Cutting back your spending and staying out of the red doesn’t always have to be painful. Here are eight suggestions for how to do it.

Consider switching your mortgage

Many home owners are still sitting on their lenders’ standard variable rate – the rate which the mortgage reverts to when a particular deal comes to an end. Despite the Bank of England base rate rise in November, there are still many low-rate mortgage deals available, so switching could potentially save huge amounts of money, as for many people their mortgage is their biggest outgoing.

Don’t double up

Are you paying twice for a particular service? As many as 10 per cent of adults across the UK may potentially be paying twice to protect their personal gadgets, simply by not checking the terms and conditions within their contents insurance policies, research by comparethemarket.com suggests: in a survey of more than 2000 adults, one in ten admitted they’ve taken out separate gadget insurance on items already covered by their contents policy.
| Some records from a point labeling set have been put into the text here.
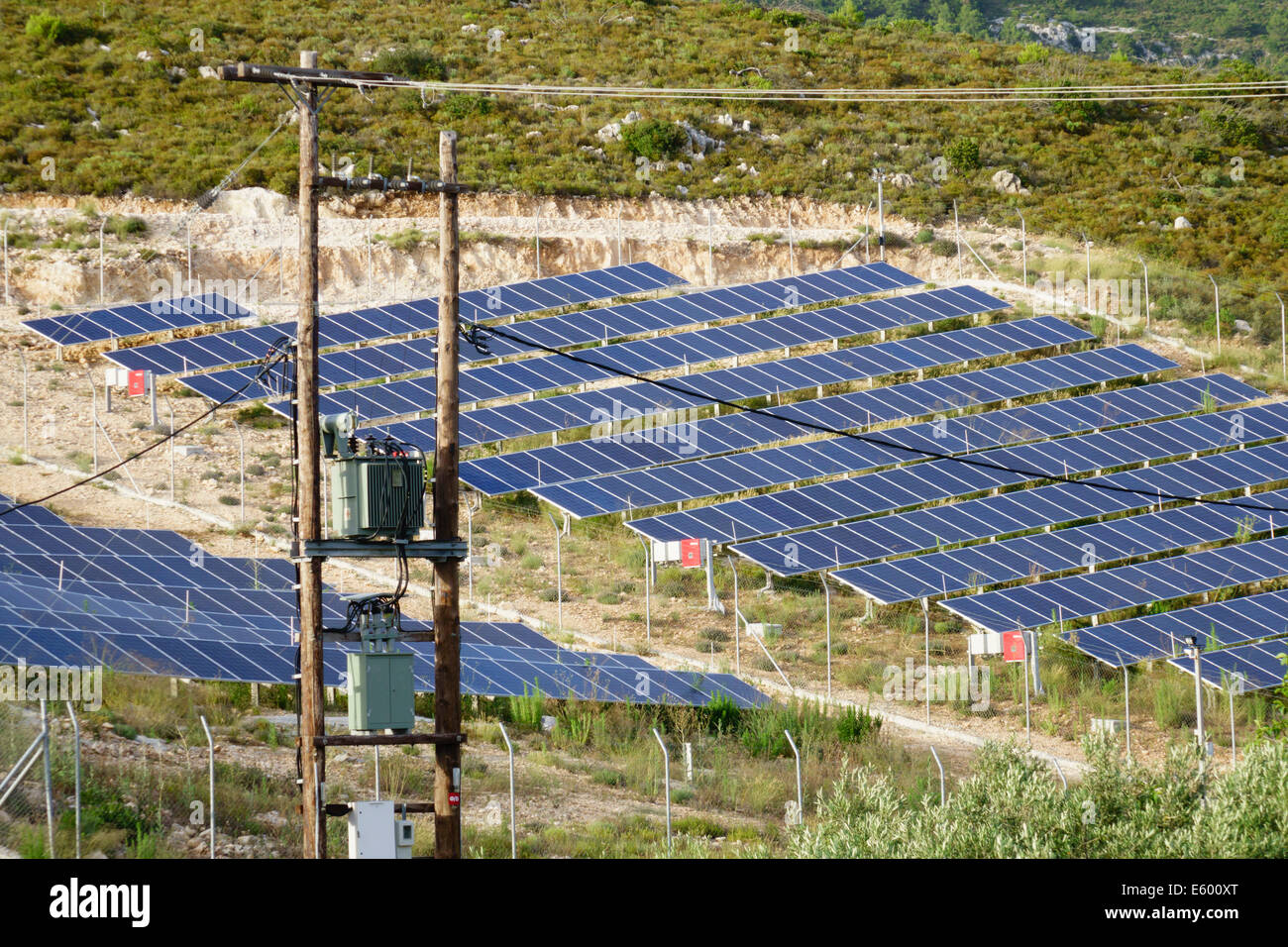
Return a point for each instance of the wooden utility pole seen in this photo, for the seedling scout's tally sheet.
(301, 85)
(447, 602)
(312, 725)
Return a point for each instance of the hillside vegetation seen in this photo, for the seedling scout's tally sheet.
(85, 114)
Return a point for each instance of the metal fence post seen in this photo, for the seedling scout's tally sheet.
(50, 779)
(514, 838)
(925, 609)
(943, 791)
(648, 603)
(1145, 265)
(1216, 291)
(800, 795)
(171, 438)
(24, 357)
(101, 224)
(211, 742)
(666, 779)
(737, 617)
(827, 605)
(71, 712)
(241, 455)
(558, 567)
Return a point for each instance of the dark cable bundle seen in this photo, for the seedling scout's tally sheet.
(477, 335)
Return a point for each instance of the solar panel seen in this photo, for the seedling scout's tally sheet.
(966, 521)
(1081, 547)
(930, 480)
(829, 458)
(1125, 586)
(644, 356)
(137, 318)
(617, 451)
(1260, 665)
(376, 322)
(1215, 625)
(768, 379)
(490, 671)
(592, 326)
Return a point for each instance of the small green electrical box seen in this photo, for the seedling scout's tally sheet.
(380, 690)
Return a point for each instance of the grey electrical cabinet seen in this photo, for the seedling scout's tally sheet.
(381, 694)
(376, 497)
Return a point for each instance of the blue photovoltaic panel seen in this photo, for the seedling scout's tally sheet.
(930, 480)
(1046, 553)
(1216, 625)
(644, 356)
(969, 521)
(492, 671)
(1126, 586)
(592, 326)
(619, 451)
(849, 455)
(138, 318)
(153, 602)
(645, 399)
(376, 322)
(1260, 665)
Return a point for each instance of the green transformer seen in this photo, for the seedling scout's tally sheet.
(380, 690)
(376, 497)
See if you can save on your energy bills

More than 100 fixed energy tariff deals are ending or have done already across the first three months of 2018, comparethemarket has also found. Its analysis of the fixed tariffs ending in these months found the average increase to energy bills could potentially be £192 per household. Peter Earl, head of energy at comparethemarket, says: “When fixed tariffs are coming to an end, it is essential to engage with your supplier, shop around and switch onto the best deal to avoid being rolled onto these expensive default tariffs.”
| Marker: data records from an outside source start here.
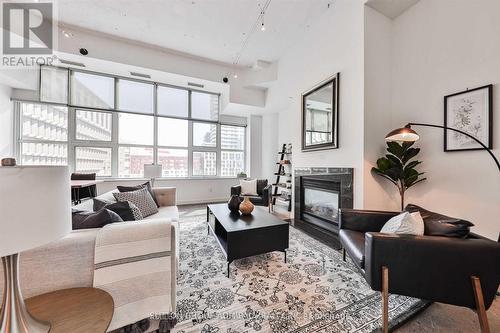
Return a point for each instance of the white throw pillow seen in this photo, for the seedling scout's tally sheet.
(248, 187)
(405, 224)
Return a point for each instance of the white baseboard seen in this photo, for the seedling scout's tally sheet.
(205, 201)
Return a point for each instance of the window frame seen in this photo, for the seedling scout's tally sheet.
(73, 143)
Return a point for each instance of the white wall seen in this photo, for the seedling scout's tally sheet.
(378, 120)
(270, 145)
(333, 44)
(6, 121)
(438, 48)
(254, 156)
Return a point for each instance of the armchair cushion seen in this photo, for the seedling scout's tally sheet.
(441, 225)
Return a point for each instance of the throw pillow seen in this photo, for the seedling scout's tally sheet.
(91, 220)
(141, 198)
(138, 187)
(441, 225)
(126, 210)
(405, 224)
(248, 187)
(261, 185)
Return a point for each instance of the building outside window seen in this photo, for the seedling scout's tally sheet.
(180, 130)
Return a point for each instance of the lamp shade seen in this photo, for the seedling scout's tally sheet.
(35, 206)
(403, 134)
(152, 170)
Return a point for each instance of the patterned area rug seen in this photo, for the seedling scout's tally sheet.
(314, 292)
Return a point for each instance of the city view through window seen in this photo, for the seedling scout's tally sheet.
(92, 134)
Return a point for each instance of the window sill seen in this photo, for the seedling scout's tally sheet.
(110, 179)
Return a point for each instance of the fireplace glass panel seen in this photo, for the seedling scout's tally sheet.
(320, 203)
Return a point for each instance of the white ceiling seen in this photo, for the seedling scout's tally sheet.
(212, 29)
(391, 8)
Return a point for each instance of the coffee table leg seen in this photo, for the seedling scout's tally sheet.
(208, 219)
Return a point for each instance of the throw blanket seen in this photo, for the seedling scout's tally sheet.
(135, 263)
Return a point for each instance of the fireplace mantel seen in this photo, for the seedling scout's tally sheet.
(337, 180)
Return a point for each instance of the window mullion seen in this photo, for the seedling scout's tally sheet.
(190, 146)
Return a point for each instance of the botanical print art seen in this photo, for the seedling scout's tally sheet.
(468, 112)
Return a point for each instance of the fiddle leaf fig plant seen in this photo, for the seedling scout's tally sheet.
(398, 167)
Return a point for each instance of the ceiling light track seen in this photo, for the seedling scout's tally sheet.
(259, 22)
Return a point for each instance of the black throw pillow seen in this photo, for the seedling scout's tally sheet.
(91, 220)
(441, 225)
(122, 208)
(138, 187)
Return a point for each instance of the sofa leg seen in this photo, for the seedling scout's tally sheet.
(385, 299)
(481, 310)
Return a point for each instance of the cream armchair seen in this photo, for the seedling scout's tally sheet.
(69, 262)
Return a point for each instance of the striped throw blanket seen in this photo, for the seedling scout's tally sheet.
(135, 263)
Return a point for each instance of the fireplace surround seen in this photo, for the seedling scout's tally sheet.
(319, 193)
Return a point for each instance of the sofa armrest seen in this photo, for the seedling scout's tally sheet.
(364, 220)
(433, 268)
(266, 193)
(236, 190)
(65, 263)
(166, 196)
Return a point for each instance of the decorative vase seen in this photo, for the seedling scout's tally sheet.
(246, 207)
(234, 203)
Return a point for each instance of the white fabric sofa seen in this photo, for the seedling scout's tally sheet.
(69, 262)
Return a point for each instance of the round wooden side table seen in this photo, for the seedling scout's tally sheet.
(76, 310)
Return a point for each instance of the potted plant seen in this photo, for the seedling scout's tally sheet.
(398, 167)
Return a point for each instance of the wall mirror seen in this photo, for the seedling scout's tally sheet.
(320, 116)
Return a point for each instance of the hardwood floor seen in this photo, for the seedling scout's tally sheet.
(437, 318)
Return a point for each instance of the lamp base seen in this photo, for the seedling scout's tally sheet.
(14, 317)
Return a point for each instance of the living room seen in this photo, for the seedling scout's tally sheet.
(283, 166)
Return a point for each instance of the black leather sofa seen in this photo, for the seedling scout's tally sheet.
(263, 191)
(463, 271)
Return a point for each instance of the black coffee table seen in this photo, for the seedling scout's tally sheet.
(241, 236)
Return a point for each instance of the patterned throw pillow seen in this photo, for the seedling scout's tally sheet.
(126, 210)
(140, 198)
(405, 224)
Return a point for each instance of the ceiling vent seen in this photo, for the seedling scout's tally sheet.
(197, 85)
(144, 76)
(71, 63)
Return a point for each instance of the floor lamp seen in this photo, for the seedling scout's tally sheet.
(409, 135)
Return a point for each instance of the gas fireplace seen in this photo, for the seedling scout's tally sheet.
(319, 194)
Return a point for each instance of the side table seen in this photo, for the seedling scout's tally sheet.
(75, 310)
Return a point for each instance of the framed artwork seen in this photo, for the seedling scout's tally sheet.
(469, 111)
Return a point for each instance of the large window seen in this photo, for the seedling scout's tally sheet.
(233, 150)
(149, 123)
(43, 134)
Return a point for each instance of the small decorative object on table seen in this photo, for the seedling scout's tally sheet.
(234, 203)
(246, 207)
(8, 161)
Ditch unwanted subscriptions

If you’re paying for something you don’t use, it’s money down the drain. Do a check of your regular outgoings and have a cull of anything you’re not getting value from. For example, if you’ve got a gym subscription but you don’t make trips there very often, work out whether it might be cheaper to pay for individual classes. Make sure you’re aware of cancellation policies though.

Have a spring clear-out

Boost your income and by selling items you don’t use and won’t miss on websites such as eBay and Gumtree.
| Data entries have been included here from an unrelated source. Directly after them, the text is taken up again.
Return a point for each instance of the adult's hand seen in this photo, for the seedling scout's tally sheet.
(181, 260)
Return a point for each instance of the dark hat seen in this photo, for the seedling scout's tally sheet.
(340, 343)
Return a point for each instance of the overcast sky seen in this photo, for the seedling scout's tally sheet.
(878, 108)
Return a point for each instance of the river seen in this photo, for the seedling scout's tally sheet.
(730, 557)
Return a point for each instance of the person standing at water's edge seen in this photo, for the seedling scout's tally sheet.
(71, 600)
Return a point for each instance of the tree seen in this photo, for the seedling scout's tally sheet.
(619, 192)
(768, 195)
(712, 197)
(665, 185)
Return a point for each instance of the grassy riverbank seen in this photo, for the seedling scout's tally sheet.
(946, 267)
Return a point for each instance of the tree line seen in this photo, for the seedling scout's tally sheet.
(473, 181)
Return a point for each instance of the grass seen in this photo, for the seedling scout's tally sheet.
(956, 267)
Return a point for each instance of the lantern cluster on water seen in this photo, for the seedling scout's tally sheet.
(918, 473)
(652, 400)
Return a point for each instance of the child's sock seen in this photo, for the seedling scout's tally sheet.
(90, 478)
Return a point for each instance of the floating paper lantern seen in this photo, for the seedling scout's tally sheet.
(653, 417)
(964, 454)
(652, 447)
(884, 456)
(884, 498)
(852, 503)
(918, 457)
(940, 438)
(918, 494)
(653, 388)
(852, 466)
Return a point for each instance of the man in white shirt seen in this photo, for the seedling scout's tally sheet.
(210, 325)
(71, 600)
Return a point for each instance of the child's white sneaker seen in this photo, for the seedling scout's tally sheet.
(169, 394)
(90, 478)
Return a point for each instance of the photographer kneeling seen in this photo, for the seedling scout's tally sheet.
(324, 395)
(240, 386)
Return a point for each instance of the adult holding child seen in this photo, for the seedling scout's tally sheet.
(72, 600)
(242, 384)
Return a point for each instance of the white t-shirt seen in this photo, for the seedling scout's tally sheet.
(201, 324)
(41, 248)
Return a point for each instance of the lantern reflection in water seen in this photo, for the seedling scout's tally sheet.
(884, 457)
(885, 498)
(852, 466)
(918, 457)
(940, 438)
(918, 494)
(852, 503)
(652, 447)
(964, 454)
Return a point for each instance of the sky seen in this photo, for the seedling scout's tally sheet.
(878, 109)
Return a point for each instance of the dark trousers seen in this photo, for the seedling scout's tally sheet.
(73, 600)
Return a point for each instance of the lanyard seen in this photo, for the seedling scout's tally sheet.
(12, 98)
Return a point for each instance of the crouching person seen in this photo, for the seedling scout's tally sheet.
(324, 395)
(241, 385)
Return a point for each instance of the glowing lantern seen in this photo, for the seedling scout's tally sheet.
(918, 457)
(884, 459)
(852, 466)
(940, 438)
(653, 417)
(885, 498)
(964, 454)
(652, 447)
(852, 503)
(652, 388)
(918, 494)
Make the most of cashback and discount websites

Before you make a purchase, see if you can make it any cheaper by using a website with a discount code, or one offering cashback on your purchase.

Cut the cost of your debts

See if you can reduce the cost of paying off any debts, such as by making a credit card balance transfer, for example.

Make a PPI claim

If you’ve been meaning to make a claim for mis-sold PPI, now’s the time – as the deadline for claims is August 29, 2019. As well as complaining about mis-selling, you can also now claim about the commission a provider earned from the sale of PPI – even if you had a previous complaint about mis-selling of PPI rejected.